Issues affecting the viability of the craft

  • Training issue – The main problem is the time required to learn the skills involved which include being able to set copper discs on the spindles, centre them and get them to run perfectly true, profile them and maintain them. This is some 5 years, compared with about a year with modern but more limited diamond wheels (sintered diamonds). This still does not deter music students from learning, but it does in the crafts where ‘easier’ techniques naturally appeal.
  • Training issue – The cost of equipment – lathes are no longer made in Germany and even the ones from Czechia are expensive. It costs some £8-10,000 to set up a basic lathe and wheels. While this would not deter a music student from buying a decent instrument, it is a hindrance in the crafts.
  • Training issue – There is a lack of facilities for training. Colleges may not have lathes and those that did have disposed of them as they no longer complied with their Health and Safety regulations. Stourbridge College, where the skills were taught, has been closed. The Department of Glass at Edinburgh College of Art no longer runs classes though the department was founded by a copper wheel glass engraver.
  • Training issue – There is a lack of practitioners to pass on skills and there are too few artists practising the craft to inspire future generations. Most students will use modern drill and blasting rather than wheel engraving which they find too slow and onerous.
  • Market issue – The classes in the last forty years have been focused entirely on reproduction of antique glass and engraving styles rather than making contemporary work which might sell and be collected in a market where pricing sustains the cost of such slow work.
  • Market issue– The few surviving glass manufacturers no longer produce wheel engraved glass.
  • Market issue – The technique is now regarded as too slow for commercial purposes. The final products are very expensive compared with other methods of decorating glass.

 

Support organisations

Craftspeople currently known

Individual craftspeople:

 

Other information

There are several competent glass engravers in the UK but they are using other tools such as drills or sintered diamond wheels on lathes. The skills are still taught formally in Germany, Poland & Czech Republic, where students can go to pursue some years of training.

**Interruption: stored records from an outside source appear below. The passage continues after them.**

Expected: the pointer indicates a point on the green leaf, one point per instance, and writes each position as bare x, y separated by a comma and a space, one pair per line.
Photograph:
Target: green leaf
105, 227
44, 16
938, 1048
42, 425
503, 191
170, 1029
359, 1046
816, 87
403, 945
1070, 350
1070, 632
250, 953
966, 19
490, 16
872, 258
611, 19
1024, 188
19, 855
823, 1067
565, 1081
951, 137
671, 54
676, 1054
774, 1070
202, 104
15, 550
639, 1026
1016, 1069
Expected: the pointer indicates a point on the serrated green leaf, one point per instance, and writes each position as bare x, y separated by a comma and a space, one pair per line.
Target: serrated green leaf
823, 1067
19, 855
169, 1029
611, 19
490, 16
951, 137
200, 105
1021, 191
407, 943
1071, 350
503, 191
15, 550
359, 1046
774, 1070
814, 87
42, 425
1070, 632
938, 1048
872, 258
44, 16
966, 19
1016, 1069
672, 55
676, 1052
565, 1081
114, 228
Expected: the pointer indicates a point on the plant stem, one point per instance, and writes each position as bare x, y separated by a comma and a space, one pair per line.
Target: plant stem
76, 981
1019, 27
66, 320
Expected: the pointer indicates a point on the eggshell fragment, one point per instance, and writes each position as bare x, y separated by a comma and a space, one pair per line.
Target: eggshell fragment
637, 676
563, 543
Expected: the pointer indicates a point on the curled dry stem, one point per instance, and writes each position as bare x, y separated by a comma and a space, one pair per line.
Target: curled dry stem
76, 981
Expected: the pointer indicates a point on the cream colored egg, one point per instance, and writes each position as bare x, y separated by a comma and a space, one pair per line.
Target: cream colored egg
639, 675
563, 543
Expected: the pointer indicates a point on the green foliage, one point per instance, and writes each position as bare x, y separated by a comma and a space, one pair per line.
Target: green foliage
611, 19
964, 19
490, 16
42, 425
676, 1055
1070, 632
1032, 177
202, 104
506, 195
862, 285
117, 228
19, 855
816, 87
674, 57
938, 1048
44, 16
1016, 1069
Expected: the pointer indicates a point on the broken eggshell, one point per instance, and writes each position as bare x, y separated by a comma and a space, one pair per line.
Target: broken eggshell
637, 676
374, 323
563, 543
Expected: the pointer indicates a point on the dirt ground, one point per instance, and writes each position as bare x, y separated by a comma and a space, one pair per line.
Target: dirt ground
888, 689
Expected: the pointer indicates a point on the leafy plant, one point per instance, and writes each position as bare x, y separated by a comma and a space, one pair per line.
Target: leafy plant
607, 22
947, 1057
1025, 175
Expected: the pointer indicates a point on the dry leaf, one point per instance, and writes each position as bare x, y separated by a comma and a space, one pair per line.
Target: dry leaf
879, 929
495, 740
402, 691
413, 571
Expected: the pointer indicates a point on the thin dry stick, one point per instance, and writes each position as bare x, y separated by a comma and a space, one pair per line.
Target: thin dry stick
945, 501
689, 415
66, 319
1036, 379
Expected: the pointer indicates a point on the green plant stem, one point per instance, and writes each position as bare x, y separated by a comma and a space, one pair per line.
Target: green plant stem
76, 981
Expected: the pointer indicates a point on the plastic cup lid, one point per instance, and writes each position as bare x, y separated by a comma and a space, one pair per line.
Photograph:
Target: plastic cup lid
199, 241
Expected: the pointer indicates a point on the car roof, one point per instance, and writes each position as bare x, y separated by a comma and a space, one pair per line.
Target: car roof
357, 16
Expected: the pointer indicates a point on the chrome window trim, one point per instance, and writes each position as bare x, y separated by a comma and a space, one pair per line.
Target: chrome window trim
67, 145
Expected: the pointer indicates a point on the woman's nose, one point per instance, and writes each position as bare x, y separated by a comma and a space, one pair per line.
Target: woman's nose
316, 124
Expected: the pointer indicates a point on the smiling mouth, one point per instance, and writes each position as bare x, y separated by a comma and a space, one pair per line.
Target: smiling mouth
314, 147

The Glass Engraving Network is a worldwide information network for glass engravers, specifically wheel engravers (diamond, stone and copper wheel) and have been running touring exhibitions in Europe (Gravur on Tour 2015-2016) and Back on Tour (2019-2020), some 150 pieces by European masters from some 12 countries shown in museums in UK, Netherlands, Belgium, Germany, Czech Republic, Estonia and Finland in 2015/16 and Finland and Germany 2019/2020. Courses and workshops for interested glass artists in nearby glass schools/colleges have run alongside the exhibitions.

The Copper Wheel Engravers are a new group based in Ireland around Greg Sullivan and together we are training and promoting the craft. Greg was an engraver for Waterford Crystal until they ceased employing wheel engravers.